Im Jahre 1532 waren die Türken aufs neue in Ungarn eingefallen und 11 weit ins Land vorgedrungen. Während ihre Hauptmacht die Festung Güns belagerte, brachen vereinzelte Horden auch in Österreich ein und gelangten auf ihren Raubzügen bis ins Pittental. Doch die Bauern von Seebenstein und Gleißenfeld taten sich zusammen, bewaffneten sich mit allerlei Handwerksgerät und griffen die plündernden Scharen mit dem Mut der Verzweiflung an. Es gelang ihnen auch, die Feinde zu zersprengen und aus dem Tal zu vertreiben.

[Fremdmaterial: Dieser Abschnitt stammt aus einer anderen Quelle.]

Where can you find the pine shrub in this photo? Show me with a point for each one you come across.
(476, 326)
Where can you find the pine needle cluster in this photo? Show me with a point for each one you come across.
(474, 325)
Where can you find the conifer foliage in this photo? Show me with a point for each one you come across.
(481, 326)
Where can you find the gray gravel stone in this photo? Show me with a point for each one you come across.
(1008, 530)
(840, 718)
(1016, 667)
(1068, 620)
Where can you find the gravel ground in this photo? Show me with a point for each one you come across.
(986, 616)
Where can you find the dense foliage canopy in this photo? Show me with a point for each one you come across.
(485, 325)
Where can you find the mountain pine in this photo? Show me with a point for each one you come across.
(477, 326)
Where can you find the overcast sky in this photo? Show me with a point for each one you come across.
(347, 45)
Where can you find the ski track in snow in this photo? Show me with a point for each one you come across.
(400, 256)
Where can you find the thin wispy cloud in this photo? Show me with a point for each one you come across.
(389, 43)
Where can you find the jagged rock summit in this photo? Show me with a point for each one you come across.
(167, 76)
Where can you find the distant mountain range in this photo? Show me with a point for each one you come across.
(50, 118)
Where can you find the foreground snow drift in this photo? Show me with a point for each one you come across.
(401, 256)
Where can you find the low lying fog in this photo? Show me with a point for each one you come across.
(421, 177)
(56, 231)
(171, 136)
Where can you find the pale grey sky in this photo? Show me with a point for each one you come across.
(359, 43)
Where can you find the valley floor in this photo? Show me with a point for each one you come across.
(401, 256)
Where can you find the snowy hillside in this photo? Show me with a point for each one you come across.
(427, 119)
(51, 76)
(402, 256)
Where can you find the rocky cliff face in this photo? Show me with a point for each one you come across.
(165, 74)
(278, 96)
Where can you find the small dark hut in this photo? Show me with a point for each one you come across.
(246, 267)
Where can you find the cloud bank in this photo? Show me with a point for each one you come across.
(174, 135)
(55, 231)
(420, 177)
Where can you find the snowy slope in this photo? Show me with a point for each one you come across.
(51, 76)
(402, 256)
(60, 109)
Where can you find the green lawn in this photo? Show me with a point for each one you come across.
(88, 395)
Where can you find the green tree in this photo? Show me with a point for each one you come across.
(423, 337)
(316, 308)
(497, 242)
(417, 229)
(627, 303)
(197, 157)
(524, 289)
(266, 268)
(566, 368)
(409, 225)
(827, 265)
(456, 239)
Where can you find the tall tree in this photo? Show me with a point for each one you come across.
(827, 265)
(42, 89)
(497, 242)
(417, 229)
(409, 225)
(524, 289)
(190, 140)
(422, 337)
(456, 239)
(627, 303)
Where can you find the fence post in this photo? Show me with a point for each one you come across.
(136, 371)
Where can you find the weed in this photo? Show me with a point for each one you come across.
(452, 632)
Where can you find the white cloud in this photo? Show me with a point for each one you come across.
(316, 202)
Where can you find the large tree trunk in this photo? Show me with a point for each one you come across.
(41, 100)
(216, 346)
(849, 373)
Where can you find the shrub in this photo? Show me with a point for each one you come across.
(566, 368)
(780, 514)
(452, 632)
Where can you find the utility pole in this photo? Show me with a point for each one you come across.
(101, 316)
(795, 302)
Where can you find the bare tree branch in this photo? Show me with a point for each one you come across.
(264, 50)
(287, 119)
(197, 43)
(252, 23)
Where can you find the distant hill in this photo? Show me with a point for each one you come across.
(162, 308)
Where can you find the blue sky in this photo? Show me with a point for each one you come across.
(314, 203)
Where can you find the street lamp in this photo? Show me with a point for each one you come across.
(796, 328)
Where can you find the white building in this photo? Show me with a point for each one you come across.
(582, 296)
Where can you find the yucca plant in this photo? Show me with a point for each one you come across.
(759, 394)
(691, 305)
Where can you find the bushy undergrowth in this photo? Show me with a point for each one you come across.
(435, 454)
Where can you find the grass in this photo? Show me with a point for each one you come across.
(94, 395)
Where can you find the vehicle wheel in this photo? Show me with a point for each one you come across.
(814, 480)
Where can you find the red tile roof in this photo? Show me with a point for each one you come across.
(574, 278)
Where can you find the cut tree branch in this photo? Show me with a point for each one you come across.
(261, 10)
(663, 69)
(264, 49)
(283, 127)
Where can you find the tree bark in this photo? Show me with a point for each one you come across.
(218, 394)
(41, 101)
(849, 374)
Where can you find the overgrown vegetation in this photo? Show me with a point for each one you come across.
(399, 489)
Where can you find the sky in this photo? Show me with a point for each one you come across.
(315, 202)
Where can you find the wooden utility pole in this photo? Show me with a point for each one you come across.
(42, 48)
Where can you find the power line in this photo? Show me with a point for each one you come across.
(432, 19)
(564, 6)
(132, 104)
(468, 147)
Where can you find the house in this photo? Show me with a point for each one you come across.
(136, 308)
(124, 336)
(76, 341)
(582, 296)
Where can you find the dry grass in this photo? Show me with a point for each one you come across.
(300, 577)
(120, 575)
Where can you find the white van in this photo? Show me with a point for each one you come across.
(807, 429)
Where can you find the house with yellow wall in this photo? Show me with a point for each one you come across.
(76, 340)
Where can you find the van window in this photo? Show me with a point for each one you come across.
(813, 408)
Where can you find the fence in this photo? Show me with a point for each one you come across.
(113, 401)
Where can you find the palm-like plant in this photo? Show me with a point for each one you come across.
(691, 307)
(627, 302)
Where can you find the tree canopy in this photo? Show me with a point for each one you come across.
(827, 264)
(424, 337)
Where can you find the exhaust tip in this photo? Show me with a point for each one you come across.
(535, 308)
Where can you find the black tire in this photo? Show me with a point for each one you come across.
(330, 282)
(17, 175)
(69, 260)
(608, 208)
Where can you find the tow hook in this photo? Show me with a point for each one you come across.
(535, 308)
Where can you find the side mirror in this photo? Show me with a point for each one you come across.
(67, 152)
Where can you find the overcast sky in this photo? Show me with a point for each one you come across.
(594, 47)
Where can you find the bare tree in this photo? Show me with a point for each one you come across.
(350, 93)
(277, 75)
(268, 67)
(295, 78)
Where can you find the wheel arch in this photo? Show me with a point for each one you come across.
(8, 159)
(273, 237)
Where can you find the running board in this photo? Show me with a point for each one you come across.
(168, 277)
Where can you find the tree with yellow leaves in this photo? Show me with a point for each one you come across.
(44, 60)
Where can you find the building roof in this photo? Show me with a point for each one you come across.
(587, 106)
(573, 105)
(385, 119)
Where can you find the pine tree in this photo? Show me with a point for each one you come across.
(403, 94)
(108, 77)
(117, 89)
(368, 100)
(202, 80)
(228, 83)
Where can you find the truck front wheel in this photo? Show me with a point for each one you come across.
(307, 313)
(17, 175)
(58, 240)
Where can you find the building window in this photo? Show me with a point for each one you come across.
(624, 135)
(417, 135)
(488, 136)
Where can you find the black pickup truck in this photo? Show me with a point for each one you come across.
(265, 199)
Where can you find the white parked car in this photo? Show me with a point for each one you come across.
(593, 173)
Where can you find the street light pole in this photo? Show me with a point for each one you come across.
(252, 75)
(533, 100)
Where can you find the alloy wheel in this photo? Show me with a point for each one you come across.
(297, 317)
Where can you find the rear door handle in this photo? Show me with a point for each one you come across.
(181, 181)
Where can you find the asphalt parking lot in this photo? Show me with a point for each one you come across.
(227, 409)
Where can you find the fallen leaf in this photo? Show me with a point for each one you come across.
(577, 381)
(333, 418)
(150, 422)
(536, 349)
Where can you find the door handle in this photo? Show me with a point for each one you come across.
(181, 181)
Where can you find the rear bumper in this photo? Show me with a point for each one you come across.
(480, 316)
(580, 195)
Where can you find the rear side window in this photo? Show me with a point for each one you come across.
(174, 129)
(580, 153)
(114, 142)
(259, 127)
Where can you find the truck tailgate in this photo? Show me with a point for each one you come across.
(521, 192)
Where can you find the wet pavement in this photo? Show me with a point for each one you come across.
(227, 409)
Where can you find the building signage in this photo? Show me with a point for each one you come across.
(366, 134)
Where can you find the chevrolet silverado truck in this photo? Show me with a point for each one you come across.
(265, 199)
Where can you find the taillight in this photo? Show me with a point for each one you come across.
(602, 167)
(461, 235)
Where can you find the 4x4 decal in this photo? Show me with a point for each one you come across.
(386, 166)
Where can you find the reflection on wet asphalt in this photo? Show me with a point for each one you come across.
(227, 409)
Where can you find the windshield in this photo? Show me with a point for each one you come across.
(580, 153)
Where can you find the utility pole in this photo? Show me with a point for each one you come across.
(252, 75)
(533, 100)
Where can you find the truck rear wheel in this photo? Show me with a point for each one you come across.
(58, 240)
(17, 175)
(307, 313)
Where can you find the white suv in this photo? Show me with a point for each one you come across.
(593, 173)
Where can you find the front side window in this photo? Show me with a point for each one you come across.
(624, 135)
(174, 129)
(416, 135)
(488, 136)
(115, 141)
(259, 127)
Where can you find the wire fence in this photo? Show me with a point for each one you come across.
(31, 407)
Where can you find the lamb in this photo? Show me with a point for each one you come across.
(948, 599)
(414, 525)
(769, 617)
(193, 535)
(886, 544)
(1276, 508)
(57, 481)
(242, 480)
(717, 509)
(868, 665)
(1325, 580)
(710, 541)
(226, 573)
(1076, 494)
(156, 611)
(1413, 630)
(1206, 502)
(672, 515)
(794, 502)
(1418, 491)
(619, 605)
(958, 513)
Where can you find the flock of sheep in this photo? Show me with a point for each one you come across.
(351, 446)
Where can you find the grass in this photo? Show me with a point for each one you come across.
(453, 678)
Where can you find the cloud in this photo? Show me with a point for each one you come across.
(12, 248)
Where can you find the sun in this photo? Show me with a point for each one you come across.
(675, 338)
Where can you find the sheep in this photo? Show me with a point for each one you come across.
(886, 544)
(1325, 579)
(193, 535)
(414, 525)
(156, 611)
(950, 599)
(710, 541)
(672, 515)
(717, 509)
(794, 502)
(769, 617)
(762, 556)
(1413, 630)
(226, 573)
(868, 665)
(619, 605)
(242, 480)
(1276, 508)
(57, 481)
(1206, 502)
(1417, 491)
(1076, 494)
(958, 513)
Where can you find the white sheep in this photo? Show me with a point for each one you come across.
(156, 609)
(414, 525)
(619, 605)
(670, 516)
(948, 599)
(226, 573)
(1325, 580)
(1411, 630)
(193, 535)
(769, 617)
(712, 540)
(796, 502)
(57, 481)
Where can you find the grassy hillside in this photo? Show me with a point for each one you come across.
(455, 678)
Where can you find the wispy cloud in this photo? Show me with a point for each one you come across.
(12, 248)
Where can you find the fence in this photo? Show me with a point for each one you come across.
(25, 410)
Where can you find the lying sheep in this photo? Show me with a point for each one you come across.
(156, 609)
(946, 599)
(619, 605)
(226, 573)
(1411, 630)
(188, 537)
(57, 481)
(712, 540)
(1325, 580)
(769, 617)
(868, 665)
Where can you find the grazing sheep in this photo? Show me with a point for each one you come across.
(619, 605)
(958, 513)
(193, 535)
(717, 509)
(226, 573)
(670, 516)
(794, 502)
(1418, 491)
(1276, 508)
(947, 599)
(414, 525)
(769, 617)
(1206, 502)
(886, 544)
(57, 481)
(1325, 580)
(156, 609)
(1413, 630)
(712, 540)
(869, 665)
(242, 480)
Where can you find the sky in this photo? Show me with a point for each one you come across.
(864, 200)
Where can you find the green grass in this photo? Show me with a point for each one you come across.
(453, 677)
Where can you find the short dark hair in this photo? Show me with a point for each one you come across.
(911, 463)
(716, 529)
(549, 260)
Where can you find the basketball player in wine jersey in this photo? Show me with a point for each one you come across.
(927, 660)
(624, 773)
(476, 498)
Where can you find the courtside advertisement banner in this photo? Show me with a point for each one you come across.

Türkensturz bei Seebenstein © Harald Hartmann

Der Türkensturz bei Seebenstein
© Harald Hartmann, 1. Juni 2005

Ein kleiner Trupp der Türken war dabei in den Wald oberhalb Seebensteins geraten und suchte sich auf versteckten Wegen der Rachsucht der zornigen Landwirte zu entziehen. Da sah der Anführer der feindlichen Schar auf dem Weg vor ihm die lichte Erscheinung einer Frauengestalt. Voll Zorn über den letzten Mißerfolg und in der Erwartung, hier leichte Beute zu finden, forderte der türkische Hauptmann seine Untergebenen auf, mit ihm dem Mädchen nachzujagen und es gefangenzunehmen. Lüstern und gierig eilten die Türken der Erscheinung nach, die vor ihnen floh, bis sie den Rand eines steilen Abgrundes erreicht hatten. Hier sprang die Heilige Jungfrau Maria - denn sie war es, die den Ungläubigen zum Verderben erschienen war - plötzlich zur Seite, während die Türken, blindlings weiterrennend, in die Tiefe stürzten, wo sie zerschmettert liegenblieben. Nur ein Mann blieb an einem Baum hängen und kam auf diese Weise mit dem Leben davon. Als man ihn gefangen vor den Anführer der Bauern brachte, erzählte er, wie die überirdische Erscheinung ihre Sinne verblendet und sie in den Tod geführt habe, dem er nur wie durch ein Wunder entronnen sei, während ein fürchterliches Unwetter tobte.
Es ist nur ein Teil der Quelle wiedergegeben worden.